Here is something I wrote about her work on the Buffalo Poetry listserv a few years back, including one of her poems from The Inheritance :
In the late fifties through the early seventies, Laura Ulewicz - a
Polish-American woman from Detroit - was very present in both North Beach
and the Haight-Ashbury. (In the late sixties she owned the I & Thou Coffee Shop on Haight Street, a singular venue for poetry readings during a time in which the interest in poetry had been replaced by the music, drugs, etc.) I am not sure Laura would have ever fit - or even wanted to fit - the aesthetic dimensions of the Allen anthology. There were people at the time such as both Laura and Jack Gilbert (a member of Spicer’s workshop) who were
definitely involved, friendly, aware, influenced, and combative within the
local scene, but by temperament they sustained a fierce independence from
the Duncan, Spicer or other group umbrellas that fed into the construction of the
Pacific portion of the Allen anthology.

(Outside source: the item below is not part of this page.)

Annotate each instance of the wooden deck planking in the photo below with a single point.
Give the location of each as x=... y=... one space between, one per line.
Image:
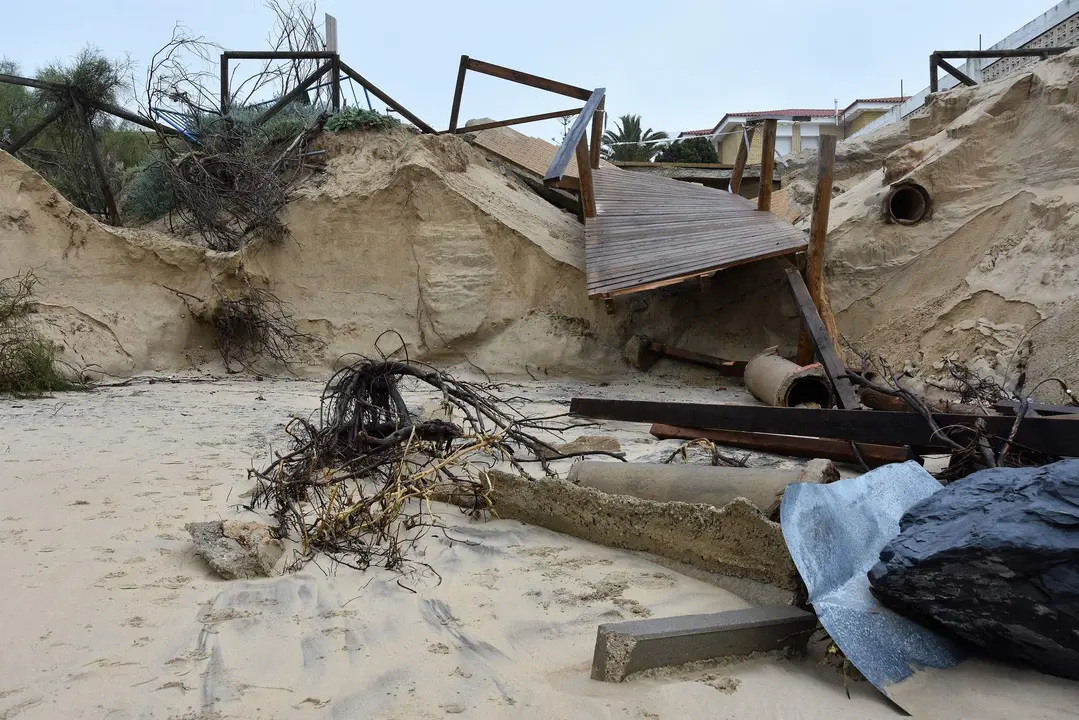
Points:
x=652 y=231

If any mentor, she had an affection for Kenneth Rexroth’s person and work. But, without going further down that
track of associations, I would say that Laura wrote some very significant
poems, indeed quite fierce, probing and smart - drawing from her Polish
American roots, her wanderings back and forth across the country, and her
encounters in California. Romantic in its sense of quest, but definitely
very smart and counter-romantic in terms of its continental yield.

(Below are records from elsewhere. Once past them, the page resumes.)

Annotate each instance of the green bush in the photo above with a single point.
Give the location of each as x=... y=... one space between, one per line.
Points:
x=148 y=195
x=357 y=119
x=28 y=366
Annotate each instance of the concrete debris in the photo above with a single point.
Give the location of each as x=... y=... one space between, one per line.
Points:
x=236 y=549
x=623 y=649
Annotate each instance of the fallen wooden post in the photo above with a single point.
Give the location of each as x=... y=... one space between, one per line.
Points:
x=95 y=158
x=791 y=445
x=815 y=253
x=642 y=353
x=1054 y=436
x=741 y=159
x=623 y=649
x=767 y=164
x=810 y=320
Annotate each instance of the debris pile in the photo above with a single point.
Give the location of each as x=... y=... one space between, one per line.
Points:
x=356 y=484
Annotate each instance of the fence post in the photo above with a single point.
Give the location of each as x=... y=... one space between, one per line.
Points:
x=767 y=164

Ironically her only literary success was in 1964 when she won the Guinness
Poetry Prize at the Cheltenham Festival of Literature which led to a small
publication, The Inheritance, by Turret books in 1967. She received an NEA Grant for her poetry in 1968.
To get a limited sense of the work, here’s a section of a two part series, Within OneTemperate Zone (2)
It wasn’t on the map. heat stalled the car
At the valley or base of the 10th hill. Lost.
A post office side the town of San Sinduda. Not
On the map. I asked Carl, “Who do you suppose
has ever climbed that hill?” In a thousand
Years maybe one Indian. A ranch-hand
After cattle. A bull after a cow.
Two boys in black jeans leaned against a log fence
Playing a pocket radio and cursing
Loud to beat the vastness down. A matter
Of will and hot jazz. I said, “It’s pretty
Tame here” - being, of course, wrong. I might
Have meant “too wild with people”. And so
we climbed,
Until the car should cool, more to escape
Noise than to discover. That seconded
The wrong. Yet, pausing for breath on the ascent,
Carl told me how on his
mother’s grave in Concord,
While drunk, he first made love to another man.
In Concord - where the hills are monumented
With Hawthorne, Melville, Walden Pond, and our first
Revolution for severance - the fought one.
Now we looked eastward across a namelessness
Of hills. For beyond this one was another equal
In size, and beyond it another, until
Our minds, wanting to fix, were trapped in freedom.
Often I dream I open a hundred doors
And behind each door there is only another door.
It is with sadness and fondness for Laura that I give this news. The idea of ever wishing her to ‘rest in peace’ would be contrary to her fierce, questioning character, and love of a good fight! Wherever and however, I wish her well; her friendship was important to me, here in this not always friendly City , when I started to make my way as a writer and poet.